Source Key

In the report service database the data is segmented in to 'sources'. Each source has a 'sourceKey'.

They were originally intended to segment the data stored in the report-service. This way tools working with the report-service wouldn't accidentally clobber some other tool's data. However, we are now sharing this data between multiple tools, so they aren't as useful as they used to be.

Shared Source Keys

answers

The LARA Runtime, AP, portal-report, and Athena researcher report, all need to look at the same answers. The LARA Runtime and AP write these answers. The portal-report and Athena researcher report read these answers.

For testing purposes it would also be useful for the portal-report to write these answers.

The sourceKeys for production answers are:

activity-player.concord.org: this is where the AP writes answers
authoring.concord.org: this is where LARA writes answers

Note: The activity-player can be configured to read and write answers to the authoring.concord.org for testing a migration path. This is done using the activity player's report-source url parameter.

question_feedbacks and activity_feedbacks

Currently only the portal-report reads and writes the feedback documents. It is likely the AP will start to look at the feedback so it can show it to the students when they are running the activity.

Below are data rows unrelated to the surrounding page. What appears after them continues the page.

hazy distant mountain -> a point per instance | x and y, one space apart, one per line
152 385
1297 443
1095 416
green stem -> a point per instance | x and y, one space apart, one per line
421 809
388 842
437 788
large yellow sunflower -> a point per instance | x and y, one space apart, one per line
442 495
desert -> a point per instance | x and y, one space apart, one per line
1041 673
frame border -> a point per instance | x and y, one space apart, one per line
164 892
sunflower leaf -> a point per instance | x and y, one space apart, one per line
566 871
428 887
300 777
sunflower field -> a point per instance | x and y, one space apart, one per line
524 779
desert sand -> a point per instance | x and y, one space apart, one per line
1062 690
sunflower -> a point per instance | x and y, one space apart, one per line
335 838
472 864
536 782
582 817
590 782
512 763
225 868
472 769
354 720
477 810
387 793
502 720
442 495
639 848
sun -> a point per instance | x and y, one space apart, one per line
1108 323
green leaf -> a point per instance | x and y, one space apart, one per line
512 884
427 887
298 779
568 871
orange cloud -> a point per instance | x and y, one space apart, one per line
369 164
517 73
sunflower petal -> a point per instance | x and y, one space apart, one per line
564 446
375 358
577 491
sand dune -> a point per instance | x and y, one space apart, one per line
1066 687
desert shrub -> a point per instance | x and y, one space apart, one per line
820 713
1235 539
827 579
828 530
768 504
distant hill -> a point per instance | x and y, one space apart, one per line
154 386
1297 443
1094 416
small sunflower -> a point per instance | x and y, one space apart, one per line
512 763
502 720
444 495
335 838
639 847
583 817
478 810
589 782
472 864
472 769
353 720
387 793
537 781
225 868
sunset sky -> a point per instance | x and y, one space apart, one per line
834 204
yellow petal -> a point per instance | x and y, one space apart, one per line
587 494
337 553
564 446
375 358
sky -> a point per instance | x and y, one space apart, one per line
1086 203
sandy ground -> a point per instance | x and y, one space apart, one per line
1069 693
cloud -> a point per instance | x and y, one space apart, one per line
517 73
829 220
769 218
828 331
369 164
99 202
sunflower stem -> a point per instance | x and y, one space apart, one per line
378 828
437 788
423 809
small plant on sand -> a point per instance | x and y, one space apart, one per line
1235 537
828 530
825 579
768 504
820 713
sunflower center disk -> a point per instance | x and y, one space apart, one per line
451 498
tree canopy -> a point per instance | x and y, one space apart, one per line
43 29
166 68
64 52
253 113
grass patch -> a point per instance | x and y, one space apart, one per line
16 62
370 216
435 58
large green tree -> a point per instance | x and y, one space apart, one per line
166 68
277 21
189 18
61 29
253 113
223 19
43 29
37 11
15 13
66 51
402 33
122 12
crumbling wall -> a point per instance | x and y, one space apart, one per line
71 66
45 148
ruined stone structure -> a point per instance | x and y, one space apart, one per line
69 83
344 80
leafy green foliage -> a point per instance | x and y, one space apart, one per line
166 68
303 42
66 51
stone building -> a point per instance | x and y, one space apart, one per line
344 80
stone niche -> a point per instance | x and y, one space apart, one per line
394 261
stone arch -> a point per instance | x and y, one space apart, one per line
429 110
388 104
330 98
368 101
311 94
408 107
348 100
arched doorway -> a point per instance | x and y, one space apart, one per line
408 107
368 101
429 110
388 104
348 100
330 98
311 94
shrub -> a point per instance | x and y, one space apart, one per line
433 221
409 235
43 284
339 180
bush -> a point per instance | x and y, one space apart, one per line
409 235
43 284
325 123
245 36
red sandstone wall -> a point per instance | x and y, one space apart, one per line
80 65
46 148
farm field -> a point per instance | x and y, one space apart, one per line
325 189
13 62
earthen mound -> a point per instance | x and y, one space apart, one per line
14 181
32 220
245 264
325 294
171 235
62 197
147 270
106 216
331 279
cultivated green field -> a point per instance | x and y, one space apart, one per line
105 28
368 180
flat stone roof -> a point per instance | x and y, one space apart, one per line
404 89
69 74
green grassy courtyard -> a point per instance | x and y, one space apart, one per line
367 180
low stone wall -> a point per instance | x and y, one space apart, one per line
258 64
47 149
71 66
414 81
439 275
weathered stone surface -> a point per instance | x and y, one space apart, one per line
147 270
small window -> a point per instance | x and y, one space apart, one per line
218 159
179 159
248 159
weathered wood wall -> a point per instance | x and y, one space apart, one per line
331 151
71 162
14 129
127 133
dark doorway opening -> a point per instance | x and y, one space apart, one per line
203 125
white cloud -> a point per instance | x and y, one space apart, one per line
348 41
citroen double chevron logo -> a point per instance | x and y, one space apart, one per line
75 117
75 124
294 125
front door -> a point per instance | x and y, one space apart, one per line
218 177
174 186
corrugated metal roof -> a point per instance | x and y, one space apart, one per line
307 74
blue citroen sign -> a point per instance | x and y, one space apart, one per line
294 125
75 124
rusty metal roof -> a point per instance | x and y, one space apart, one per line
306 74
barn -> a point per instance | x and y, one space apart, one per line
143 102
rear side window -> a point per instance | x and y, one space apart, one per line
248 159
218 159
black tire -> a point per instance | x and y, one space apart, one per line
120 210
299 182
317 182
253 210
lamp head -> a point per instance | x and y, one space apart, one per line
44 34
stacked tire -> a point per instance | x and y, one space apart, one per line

The sourceKey for production feedback documents is:

authoring.concord.org: this is where the portal-report writes

resources

These documents represent the activity or sequence structure that the portal-report and Athena report are reporting on. The structure includes the activity title, pages, questions, and question prompts. Currently only LARA writes resource documents. The portal-report and the Athena report read these documents.

The sourceKey for production resource documents is:

authoring.concord.org

Read or Write

A key part is the write and read or directionality of the data in the various sources. This read and write stuff also applies to permissions. Ideally the permissions should prevent the other apps and users from writing to documents which they only should read.

Currently the access rules in the report service do not prevent apps from writing to documents. If the current user has access to write to a document in one app, then they have access to write in any app. That might not be something worth fixing.

New collections

Soon the AP is going to start saving the page the student is currently on. I think it would be best if that was saved in a run specific document in a new collection. Following the pattern of the answer documents, then it should have a sourceKey of activity-player.concord.org. These run documents would be indexed by run_key or by resourceLinkId+userId. They could contain additional info besides the current page:

the resourceUrl
the offeringUrl That'd make it easier for some reports to be launched without needing as many parameters as they currently do.

Details about `tool_id` in the answers documents

It is always added by the AP with a value of portalData.toolId. And this is the activity-player URL including its path so it would include the version or branch info if that was used. So this tool_id value works well for identifying which tool actually wrote the answer regardless of which source it is under.

LARA also always adds this to the answers. Its value is either the REPORT_SERVICE_TOOL_ID if it is set or REPORT_SERVICE_SELF_URL otherwise. The REPORT_SERVICE_SELF_URL is required to be set. The REPORT_SERVICE_TOOL_ID is optional and normally used in the dev environment.

Typically the tool_id in the answers will be authoring.concord.org.

Design Guidelines

Deciding what sourceKey to use a for a new type of document is not easy because there isn't a consistent set of rules. So the best option with the current implementation is to look at the other sourceKeys and use your best judgment.

sourceKey is sort of the domain of application writing data

If we say the source should be the domain of the application that writes the data, here is a analysis of the current code through that filter:

Correct

resources only LARA writes here so it should be authoring.concord.org and it is.
answers it is activity-player.concord.org when the AP writes answers and authoring.concord.org when LARA write answers.

Incorrect

user_settings is written by portal-report.concord.org, but the sourceKey is learn.concord.org
feedback_settings is written by portal-report but the sourceKey is authoring.concord.org
question_feedbacks is written by portal-report but the sourceKey is authoring.concord.org
activity_feedbacks is written by portal-report but the sourceKey is authoring.concord.org

sourceKey is sort of the domain of resource the document is related to

In this case the sourceKey is the domain that the documents are related too. So if a document is about a user and the user is authenticated in the portal then the sourceKey would be portal domain. Or if the document is feedback about an activity and the activity is coming from authoring.concord.org then the feedback document should also have a sourceKey of authoring.concord.org.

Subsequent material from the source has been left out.